The American Consumer Is The Key
Equities tried to make some progress early in the week, but finished lower overall for the week.
Four sectors - Energy, Basic Materials, Healthcare, & Utilities - did manage to post positive returns for the week. With 95% of S&P 500 companies having reported 1st quarter corporate earnings, it's important to note that 85% of S&P 500 companies have cited concerns about profits moving forward due to inflation. There are cracks in the economic picture that are increasing fears of recession.
Retail Sales last week came in as expected, but were lower month-over-month. The housing data last week - Housing Starts, NAHB Housing Index, and Existing Home Sales - were all lower month-over-month. Building Permits was the only data point that exceeded analysts' expectations, but was also lower month-over-month. Both the NY Empire State Index and Philly Fed Manufacturing Index pointed to lower manufacturing output in those regions. Industrial Production, Capacity Utilization were the lone bright spots in the economic data last week.

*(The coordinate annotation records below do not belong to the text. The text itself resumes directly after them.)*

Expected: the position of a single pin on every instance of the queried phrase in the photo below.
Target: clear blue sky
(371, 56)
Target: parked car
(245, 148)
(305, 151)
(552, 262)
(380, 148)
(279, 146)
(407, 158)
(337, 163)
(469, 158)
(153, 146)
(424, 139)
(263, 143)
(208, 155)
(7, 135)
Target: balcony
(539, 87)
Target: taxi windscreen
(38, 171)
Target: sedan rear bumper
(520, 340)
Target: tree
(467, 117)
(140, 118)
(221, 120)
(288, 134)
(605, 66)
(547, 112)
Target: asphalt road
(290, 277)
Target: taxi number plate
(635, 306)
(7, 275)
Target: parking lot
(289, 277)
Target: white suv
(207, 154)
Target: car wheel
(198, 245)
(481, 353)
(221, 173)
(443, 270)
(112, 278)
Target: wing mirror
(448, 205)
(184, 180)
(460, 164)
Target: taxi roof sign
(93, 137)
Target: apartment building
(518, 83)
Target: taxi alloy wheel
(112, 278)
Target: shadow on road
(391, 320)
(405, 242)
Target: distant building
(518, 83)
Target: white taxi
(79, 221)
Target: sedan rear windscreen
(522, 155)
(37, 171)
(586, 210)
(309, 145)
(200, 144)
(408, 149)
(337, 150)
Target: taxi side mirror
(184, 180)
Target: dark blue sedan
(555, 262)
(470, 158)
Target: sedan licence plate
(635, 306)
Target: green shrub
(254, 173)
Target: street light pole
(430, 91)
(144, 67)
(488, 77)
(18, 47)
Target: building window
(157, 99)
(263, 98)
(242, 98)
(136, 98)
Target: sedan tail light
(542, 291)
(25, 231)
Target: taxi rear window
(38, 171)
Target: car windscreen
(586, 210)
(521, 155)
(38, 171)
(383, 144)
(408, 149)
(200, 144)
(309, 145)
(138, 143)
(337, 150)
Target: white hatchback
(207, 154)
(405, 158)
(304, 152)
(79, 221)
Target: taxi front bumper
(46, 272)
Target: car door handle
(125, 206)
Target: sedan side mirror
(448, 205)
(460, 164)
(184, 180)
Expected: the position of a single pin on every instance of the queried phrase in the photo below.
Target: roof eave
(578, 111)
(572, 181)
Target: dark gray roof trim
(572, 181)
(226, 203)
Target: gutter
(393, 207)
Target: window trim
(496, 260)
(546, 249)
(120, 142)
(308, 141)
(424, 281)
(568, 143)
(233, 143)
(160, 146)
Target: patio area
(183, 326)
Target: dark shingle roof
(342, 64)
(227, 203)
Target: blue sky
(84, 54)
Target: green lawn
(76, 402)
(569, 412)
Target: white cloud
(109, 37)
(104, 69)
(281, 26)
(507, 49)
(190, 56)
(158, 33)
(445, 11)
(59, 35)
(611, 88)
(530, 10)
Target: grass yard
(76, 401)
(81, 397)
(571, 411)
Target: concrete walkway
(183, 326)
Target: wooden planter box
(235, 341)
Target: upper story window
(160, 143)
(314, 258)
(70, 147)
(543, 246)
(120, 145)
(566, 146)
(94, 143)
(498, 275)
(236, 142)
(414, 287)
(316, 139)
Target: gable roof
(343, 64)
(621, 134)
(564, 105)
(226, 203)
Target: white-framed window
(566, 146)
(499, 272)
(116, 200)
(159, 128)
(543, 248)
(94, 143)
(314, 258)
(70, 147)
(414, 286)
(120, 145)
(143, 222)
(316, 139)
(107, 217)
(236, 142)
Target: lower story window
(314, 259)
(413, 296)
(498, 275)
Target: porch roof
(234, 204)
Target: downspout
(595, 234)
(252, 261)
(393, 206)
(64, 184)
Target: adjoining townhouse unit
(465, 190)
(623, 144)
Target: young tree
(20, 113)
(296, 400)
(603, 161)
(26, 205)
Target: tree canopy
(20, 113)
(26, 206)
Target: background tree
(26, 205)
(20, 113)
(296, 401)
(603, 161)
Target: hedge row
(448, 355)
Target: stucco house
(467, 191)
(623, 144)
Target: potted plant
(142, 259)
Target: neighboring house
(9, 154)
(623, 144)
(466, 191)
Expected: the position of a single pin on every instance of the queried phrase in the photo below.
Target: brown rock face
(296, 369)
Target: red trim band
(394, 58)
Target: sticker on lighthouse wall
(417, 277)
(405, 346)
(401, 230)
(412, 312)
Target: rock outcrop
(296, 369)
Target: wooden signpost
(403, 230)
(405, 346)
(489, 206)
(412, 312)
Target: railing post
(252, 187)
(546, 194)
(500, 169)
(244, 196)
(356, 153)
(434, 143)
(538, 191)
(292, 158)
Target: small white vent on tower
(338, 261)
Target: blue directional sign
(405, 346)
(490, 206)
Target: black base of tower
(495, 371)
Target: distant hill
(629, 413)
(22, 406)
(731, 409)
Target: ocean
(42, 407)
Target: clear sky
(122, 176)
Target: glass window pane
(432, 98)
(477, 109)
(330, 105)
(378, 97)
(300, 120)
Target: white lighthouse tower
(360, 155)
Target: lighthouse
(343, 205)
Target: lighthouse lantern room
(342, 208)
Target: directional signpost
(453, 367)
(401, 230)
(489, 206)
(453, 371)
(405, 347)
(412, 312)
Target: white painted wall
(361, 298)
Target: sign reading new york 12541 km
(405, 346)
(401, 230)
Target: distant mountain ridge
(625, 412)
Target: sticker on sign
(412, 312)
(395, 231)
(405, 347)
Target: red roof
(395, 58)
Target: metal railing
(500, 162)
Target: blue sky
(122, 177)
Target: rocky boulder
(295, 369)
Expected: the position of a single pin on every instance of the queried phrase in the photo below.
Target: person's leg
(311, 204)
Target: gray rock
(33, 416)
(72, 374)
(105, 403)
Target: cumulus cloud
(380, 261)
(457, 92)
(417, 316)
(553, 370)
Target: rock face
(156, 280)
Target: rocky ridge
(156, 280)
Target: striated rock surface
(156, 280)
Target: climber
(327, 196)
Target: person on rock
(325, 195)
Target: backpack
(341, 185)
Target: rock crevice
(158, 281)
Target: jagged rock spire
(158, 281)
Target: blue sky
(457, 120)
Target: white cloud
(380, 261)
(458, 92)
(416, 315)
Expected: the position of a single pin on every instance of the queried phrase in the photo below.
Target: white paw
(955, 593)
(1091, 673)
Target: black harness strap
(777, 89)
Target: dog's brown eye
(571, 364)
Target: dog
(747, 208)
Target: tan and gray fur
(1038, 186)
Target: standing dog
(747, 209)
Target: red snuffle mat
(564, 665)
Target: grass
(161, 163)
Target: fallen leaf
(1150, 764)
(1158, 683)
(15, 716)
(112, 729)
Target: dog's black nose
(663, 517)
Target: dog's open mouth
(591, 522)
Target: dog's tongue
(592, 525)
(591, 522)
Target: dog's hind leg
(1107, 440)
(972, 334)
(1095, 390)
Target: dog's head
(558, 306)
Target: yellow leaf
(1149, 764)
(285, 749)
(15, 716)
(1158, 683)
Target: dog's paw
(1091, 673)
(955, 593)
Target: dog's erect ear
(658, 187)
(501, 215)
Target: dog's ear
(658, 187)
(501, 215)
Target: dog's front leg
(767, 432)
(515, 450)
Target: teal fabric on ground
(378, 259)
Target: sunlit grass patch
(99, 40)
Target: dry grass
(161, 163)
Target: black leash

Personal Savings have declined below the historical average after spiking during the pandemic.
According to a recent survey by Northwestern Mutual, Americans have an average of $9,000 less in their savings than one year ago. The share of subprime accounts - auto loans, credit cards, and personal loans - that are 60 days past due has risen year-over-year. Meanwhile, the average price of gasoline in the U.S. is hitting fresh 10-year highs at $4.60/gallon.
There are doubts that the Fed can effectively achieve a “soft landing.” The market is currently pricing in a 50 basis point rate hike at the next Fed meeting on June 15th.
This week we will get critical data on the consumer in Personal Income and Personal Spending. Economists are expecting Personal Spending to have declined month-over-month. At this point, the U.S. consumer, who comprises two-thirds of GDP, is holding up the economy at the moment. Speaking of GDP, the 1st revision to GDP is expected to show no change. Equities are oversold at this point and a short-term rally could be possible, but the risk of recession is steadily increasing.